Migrating to the cloud delivers major cost savings and improved ROI. Transferring IT spending to a pay-as-you-go, operational expense (OpEx) model significantly reduces capital expenses (CapEx), as well as providing other benefits. That’s why a pay-as-you-go plan for cloud services has become the default for most businesses today.
It wasn’t always that way. Traditionally, IT paid for hardware and budgets were CapEx-oriented. Companies would make a large upfront investment in storage, servers, routers, etc., and then leverage it for years. Everything was planned and monitored. The primary benefit of a CapEx model is stability: you know exactly what your costs will be on an annual basis, if not on a longer timeline. But the predictable costs didn’t always mean predictable results.
The cloud migration trend was accelerated by a significant drop in cloud platform pricing in 2013, led by Amazon’s AWS. Companies began to realize that they could both improve operations and save money by migrating to the cloud. I remember the day that year that triggered the company I worked for to move from on-premise VMWare to the public cloud. I was talking to a colleague who told me, “I can’t install the new server for you. We don’t have any storage available and the EMC storage we ordered is still stuck in customs…” The frustration drove us to look for more agile alternatives and eventually led us to migrate to the cloud.
The shift to the public cloud gave companies like mine more flexibility without compromising the predictability—you still had a fairly accurate estimation of your costs. For example, ec2/VM instances, which used to make up the majority of cloud cost, have fixed pricing: X USD per VM size/region.

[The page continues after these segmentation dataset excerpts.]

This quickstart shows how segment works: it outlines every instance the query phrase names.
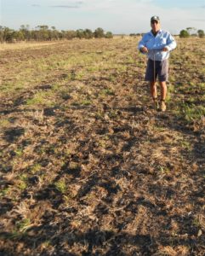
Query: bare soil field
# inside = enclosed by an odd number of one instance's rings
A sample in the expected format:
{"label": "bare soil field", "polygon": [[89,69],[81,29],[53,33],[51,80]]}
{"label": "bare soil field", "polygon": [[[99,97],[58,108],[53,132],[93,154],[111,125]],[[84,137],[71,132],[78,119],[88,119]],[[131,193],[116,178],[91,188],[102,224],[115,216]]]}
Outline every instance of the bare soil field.
{"label": "bare soil field", "polygon": [[165,113],[139,39],[1,46],[0,255],[204,255],[205,39]]}

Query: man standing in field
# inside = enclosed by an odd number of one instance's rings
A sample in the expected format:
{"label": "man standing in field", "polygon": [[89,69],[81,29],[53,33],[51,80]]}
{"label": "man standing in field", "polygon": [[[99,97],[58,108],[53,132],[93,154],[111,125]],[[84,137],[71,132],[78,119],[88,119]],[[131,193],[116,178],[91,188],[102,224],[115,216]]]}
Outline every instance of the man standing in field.
{"label": "man standing in field", "polygon": [[168,76],[168,57],[171,50],[176,48],[176,42],[172,35],[161,29],[158,16],[151,18],[151,32],[145,33],[138,44],[138,49],[148,57],[145,80],[150,82],[151,95],[154,109],[158,108],[156,80],[158,77],[161,99],[160,110],[166,110],[166,96]]}

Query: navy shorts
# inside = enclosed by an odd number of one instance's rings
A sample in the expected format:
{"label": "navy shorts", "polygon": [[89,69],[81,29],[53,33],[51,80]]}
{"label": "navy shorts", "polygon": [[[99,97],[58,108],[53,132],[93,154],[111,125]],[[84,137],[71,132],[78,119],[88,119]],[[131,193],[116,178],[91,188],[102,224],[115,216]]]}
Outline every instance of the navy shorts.
{"label": "navy shorts", "polygon": [[[155,65],[154,65],[155,64]],[[168,60],[152,61],[148,60],[146,73],[145,73],[145,81],[153,82],[157,80],[161,82],[168,81]]]}

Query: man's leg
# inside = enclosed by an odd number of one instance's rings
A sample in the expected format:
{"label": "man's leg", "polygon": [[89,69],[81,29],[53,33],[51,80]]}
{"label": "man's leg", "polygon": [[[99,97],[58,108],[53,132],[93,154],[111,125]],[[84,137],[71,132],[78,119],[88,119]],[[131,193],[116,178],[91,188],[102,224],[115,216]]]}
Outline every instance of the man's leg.
{"label": "man's leg", "polygon": [[153,108],[155,110],[158,108],[157,93],[156,82],[150,82],[151,96],[153,100]]}
{"label": "man's leg", "polygon": [[160,81],[160,91],[161,91],[161,100],[165,101],[167,96],[167,84],[166,81]]}
{"label": "man's leg", "polygon": [[161,102],[160,102],[160,108],[162,111],[166,110],[166,104],[165,104],[165,100],[167,96],[167,84],[166,81],[160,81],[160,91],[161,91]]}
{"label": "man's leg", "polygon": [[152,99],[156,99],[157,96],[156,82],[150,82],[150,88]]}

In recent years, that has changed: enter “cloud bill shock.” But why? Most applications today run Kubernetes, Lambda/serverless, RDS, PaaS, and other pay-per-use resources. How much does auto-scaling a Kubernetes Cluster cost? How much are you going to pay for Lambda or for BigQuery? Basically, you have NO idea upfront: it depends on your usage. The OpEx approach had a lot of advantages—it gives modern businesses agility and flexibility, and you don’t pay for what you don’t use. However, it also makes cost forecasting much more challenging.
The solution: visibility, forecasting, and governance
Visibility: It’s very challenging to understand what you’re paying for in pay-per-use models. The FinOps team is charged with evaluating the business need, usually based on extensive resource tagging. But traditional tagging is manual, error prone, and extremely inefficient, so automating the tagging is crucial. Terratag is a great open source solution that performs recursive tagging for Terraform-based provisioning across your entire set of AWS, Azure, and GCP cloud resources.

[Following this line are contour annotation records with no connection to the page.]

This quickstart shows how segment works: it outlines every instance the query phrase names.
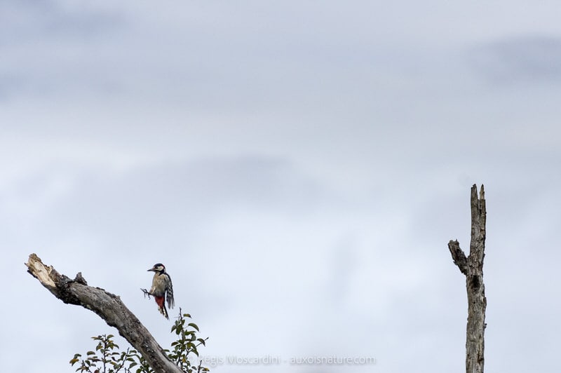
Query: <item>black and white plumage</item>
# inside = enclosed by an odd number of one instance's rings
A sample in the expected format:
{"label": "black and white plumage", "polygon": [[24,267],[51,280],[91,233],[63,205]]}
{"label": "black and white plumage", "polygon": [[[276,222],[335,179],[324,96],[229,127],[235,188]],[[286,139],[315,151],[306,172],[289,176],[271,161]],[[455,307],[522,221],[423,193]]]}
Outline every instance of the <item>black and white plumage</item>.
{"label": "black and white plumage", "polygon": [[170,308],[175,305],[173,300],[173,286],[171,283],[171,278],[165,271],[165,266],[161,263],[156,263],[148,271],[154,273],[152,278],[152,287],[149,292],[145,290],[144,292],[154,297],[156,303],[158,304],[158,311],[169,320],[168,310],[165,308],[165,301],[167,301],[168,306]]}

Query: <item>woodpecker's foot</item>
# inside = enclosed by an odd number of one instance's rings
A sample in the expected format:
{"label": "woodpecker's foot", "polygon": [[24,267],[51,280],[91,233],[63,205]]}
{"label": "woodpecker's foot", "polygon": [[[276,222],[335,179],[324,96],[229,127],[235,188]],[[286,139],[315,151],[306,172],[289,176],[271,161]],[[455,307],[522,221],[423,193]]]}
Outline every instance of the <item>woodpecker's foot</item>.
{"label": "woodpecker's foot", "polygon": [[148,299],[150,299],[150,295],[151,295],[150,294],[150,292],[149,292],[146,289],[140,289],[140,290],[142,290],[142,292],[144,293],[144,298],[146,298],[146,296],[147,295],[148,296]]}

Forecasting: Accurate forecasting is crucial when preparing a pay-per-use cloud budget. Companies need an accurate way to analyze their payment history and usage growth rate to create expense projections. Solutions like CloudHealth, CloudCheckr, and Cloudability offer great forecasting tools to meet these needs.

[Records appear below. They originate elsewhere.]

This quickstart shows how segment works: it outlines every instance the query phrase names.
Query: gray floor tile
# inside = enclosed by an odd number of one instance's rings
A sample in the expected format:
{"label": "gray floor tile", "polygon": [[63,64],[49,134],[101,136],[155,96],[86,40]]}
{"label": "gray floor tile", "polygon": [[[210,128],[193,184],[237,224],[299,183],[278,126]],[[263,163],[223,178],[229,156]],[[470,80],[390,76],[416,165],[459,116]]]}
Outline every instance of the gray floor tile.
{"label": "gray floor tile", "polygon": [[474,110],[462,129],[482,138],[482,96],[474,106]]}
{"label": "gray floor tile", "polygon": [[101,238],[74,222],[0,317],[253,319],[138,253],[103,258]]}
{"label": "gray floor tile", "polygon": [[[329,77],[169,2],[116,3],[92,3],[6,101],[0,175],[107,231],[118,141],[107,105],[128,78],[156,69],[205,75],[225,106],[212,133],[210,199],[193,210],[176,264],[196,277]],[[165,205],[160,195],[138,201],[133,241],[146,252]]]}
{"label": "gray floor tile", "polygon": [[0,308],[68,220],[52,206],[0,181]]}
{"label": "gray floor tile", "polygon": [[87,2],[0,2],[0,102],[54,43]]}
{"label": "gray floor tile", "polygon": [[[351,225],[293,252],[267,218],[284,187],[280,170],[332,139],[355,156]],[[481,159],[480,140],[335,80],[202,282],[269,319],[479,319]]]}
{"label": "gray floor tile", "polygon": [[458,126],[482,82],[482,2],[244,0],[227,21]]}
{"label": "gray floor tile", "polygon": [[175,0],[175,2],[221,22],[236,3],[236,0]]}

Governance: Theoretically, if you can estimate that new resources are too expensive, you should be able to prevent their provisioning and deployment. Open Policy Agent can help you manage this process with basic rules (for example, “do not provision more than 10 new instances,” or “do not provision extra-large ec2 instances”) and dedicated cost estimation CLIs can give you business-level governance. Terraform-cost-estimation is a great open source solution, if you use Terraform.
In addition to visibility, forecasting, and governance, it is crucial to shift cloud cost left and give developers the tools to prevent unnecessary cost increases as early as possible.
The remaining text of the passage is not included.